Il presidente del Pordenone racconta sulle colonne della Gazzetta dello Sport la sua lotta al Covid-19 e gli obiettivi del club

Ha avuto paura?

“No, solo un po’ di normale timore. Tutto è sempre stato sotto controllo, a parte i dolori. Credo di essere stato fortunato, abbiamo gestito il tutto stando a casa, è andata bene”.

Riusciva a pensare al calcio in quei momenti?

“Solo per una settimana, quella centrale della malattia, non ho voluto sentire nessuno perché pensavo solo a guarire e stare bene”.

Quando tutto si è sistemato, ne ha approfittato per fare progetti per il club?

“Certo! A breve presenteremo una bella squadra a livello societario, con l’ingresso di qualche socio nuovo, gente seria che ha sposato la nostra filosofia. Piuttosto, spero di non perdere mio figlio (Matteo, 24 anni, responsabile tecnico del club, ndr) che ha richieste dalla Serie A. E poi stiamo lavorando su una nuova struttura, una cittadella dello sport con all’interno lo stadio, un centro che dovrà diventare un punto di riferimento tutta la settimana. Dopo l’estate metteremo giù le basi per partire”.

Ha anche risolto in fretta il problema del taglio degli stipendi.

“I giocatori non vedevano l’ora di tornare in campo, anche Tesser era un leone in gabbia come me. Abbiamo trovato in fretta l’accordo per rinunciare a una mensilità (aprile, ndr) e adesso tutti lavorano felici”.

E’ giusto adesso tornare in campo?

“Certamente, bisogna ricominciare in fretta. C’è bisogno anche di calcio, questa esperienza va messa alle spalle ma ci deve insegnare. Siamo tornati alle cose che ci dicevano da piccoli e che poi forse abbiamo dimenticato: la pulizia, la distanza, l’igiene, l’ordine. Non ne facevamo caso, al ristorante spesso siamo tutti attaccati e non è giusto. Forse adesso abbiamo imparato che serve più attenzione, ma sarebbe dovuto essere sempre così”.

Ci sono molte incognite per le squadre: cosa teme di più?

“La fatica iniziale. Dopo tre mesi di inattività sarà difficile trovare in fretta il ritmo partita che avevamo prima. Poi c’è la testa: quando la palla pesa fai più fatica. I nostri giocatori devono capire che devono divertirsi e finire alla grande”.

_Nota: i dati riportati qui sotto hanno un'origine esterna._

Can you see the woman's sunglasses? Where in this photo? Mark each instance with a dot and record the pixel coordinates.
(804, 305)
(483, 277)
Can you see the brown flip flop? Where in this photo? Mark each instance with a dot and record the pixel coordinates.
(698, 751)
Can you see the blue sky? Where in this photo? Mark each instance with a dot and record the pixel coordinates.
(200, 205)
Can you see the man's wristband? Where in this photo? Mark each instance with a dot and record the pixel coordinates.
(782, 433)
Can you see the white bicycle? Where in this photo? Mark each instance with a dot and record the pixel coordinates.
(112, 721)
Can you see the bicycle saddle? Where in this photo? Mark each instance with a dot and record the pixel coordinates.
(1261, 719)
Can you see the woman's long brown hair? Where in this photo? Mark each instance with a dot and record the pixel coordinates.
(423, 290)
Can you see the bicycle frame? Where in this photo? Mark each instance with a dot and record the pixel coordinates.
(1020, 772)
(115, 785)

Il Pordenone a fine andata era in Serie A, secondo dietro al Benevento. Adesso siete quarti a -4 dal Crotone. Ci credete ancora?

“Pensiamo in grande e ragioniamo da piccoli. Abbiamo capito che ce la possiamo giocare con tutti. Con le prime tre abbiamo perso solo a Benevento. Se ci credono Spezia ed Empoli che sono dietro, perché non dobbiamo crederci noi? Adesso è pronto Tremolada, che era fermo da tanto. E poi abbiamo ritrovato Gasbarro, Chiaretti e altri. Con le 5 sostituzioni avremo la possibilità di cambiare le partite a nostro favore, avendo una rosa così ampia”.

Confida in una parziale riapertura degli stadi, se la situazione continua a migliorare?

“Se aprono teatri e cinema, non vedo perché non possano riaprire anche gli stadi, ovviamente in sicurezza. Una piccola parte ci vuole, perché così non è calcio, è un’altra cosa”.